Hi, we’ve observed an increase in backend connect time on all backends under the same frontend as soon as one starts to queue.
Just wondering if this is an expected behaviour or our configuration would benefit from some meaningful tuning?
For this example, bck1 starts to queue up to 10k+ requests on traffic spikes which is not an issue here but we can see at the time that other backends like bck2 (no queue, same load as before) starts to have larger backend connect times which then has a repercussion of processing less traffic (waiting for requests).

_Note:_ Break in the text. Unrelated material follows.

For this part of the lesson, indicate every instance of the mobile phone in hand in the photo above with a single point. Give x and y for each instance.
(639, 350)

Latency can spike from nominal 10ms up to 3s…
Some examples of the current configuration:
We are using [HAProxy version 1.8.12-8a200c7, released 2018/06/27]. Running on 1 process and thread.
pid = 14332 (process #1, nbproc = 1, nbthread = 1)
system limits: memmax = unlimited; ulimit-n = 200039
maxsock = 200039; maxconn = 100000; maxpipes = 0
Total number of connections established are way under the set limits (25k/req at max) and queue gets to (10-15k)
defaults
mode http
timeout client 10s
timeout server 1800s
timeout connect 10s
timeout queue 60s
timeout check 1s
load-server-state-from-file global
option forwardfor
no option forceclose
no option tcp-smart-accept
option http-no-delay
log global
log 127.0.0.1 len 5120 local0
option dontlognull
balance leastconn
frontend api
bind :80
bind :443 ssl crt ./
maxconn 100000
option http-buffer-request
…
backend bck1
fullconn 30000
option httpchk HEAD /rmi/status
http-check disable-on-404
server : check slowstart 20s maxconn 20
backend bck2
fullconn 30000
option httpchk HEAD /rmi/status
http-check disable-on-404
server : check slowstart 20s maxconn 500
server : check slowstart 20s maxconn 500
server : check slowstart 20s maxconn 500
Example of metrics from stress tests (no such huge spike as on production traffic but notable)
CPU busy is 100% on queue load on the haproxy servers itself and memory load jumps by ~400MB but there is still room to spare on the instances. Do note, CPU usage on production did not get above 30% on any node
Here are the metrics from the production traffic where you can clearly see in red when the queuing occurs, backend connect latency spikes on all backends. So is this an expected behavior or we can further tune the configuration to try and mitigate this? All of this traffic is http/https, haproxies are behind keepalived instances running least connection algorithm. Haven’t seen any difference using round-robin algo.
Thanks and any help appreciated!
EDIT:
adding verbose version output (all are haproxies are built on the same hardware with same build flags)
HA-Proxy version 1.8.12-8a200c7 2018/06/27
Copyright 2000-2018 Willy Tarreau willy@haproxy.orgBuild options :
TARGET = linux2628
CPU = generic
CC = gcc
CFLAGS = -O2 -g -fno-strict-aliasing -Wdeclaration-after-statement -fwrapv -fno-strict-overflow -Wno-unused-label
OPTIONS = USE_LINUX_TPROXY=1 USE_ZLIB=1 USE_REGPARM=1 USE_OPENSSL=1 USE_SYSTEMD=1 USE_PCRE=1Default settings :
maxconn = 2000, bufsize = 16384, maxrewrite = 1024, maxpollevents = 200Built with OpenSSL version : OpenSSL 1.0.2k-fips 26 Jan 2017
Running on OpenSSL version : OpenSSL 1.0.2k-fips 26 Jan 2017
OpenSSL library supports TLS extensions : yes
OpenSSL library supports SNI : yes
OpenSSL library supports : SSLv3 TLSv1.0 TLSv1.1 TLSv1.2
Built with transparent proxy support using: IP_TRANSPARENT IPV6_TRANSPARENT IP_FREEBIND
Encrypted password support via crypt(3): yes
Built with multi-threading support.
Built with PCRE version : 8.32 2012-11-30
Running on PCRE version : 8.32 2012-11-30
PCRE library supports JIT : no (USE_PCRE_JIT not set)
Built with zlib version : 1.2.7
Running on zlib version : 1.2.7
Compression algorithms supported : identity(“identity”), deflate(“deflate”), raw-deflate(“deflate”), gzip(“gzip”)
Built with network namespace support.Available polling systems :
epoll : pref=300, test result OK
poll : pref=200, test result OK
select : pref=150, test result OK
Total: 3 (3 usable), will use epoll.Available filters :
[SPOE] spoe
[COMP] compression
[TRACE] trace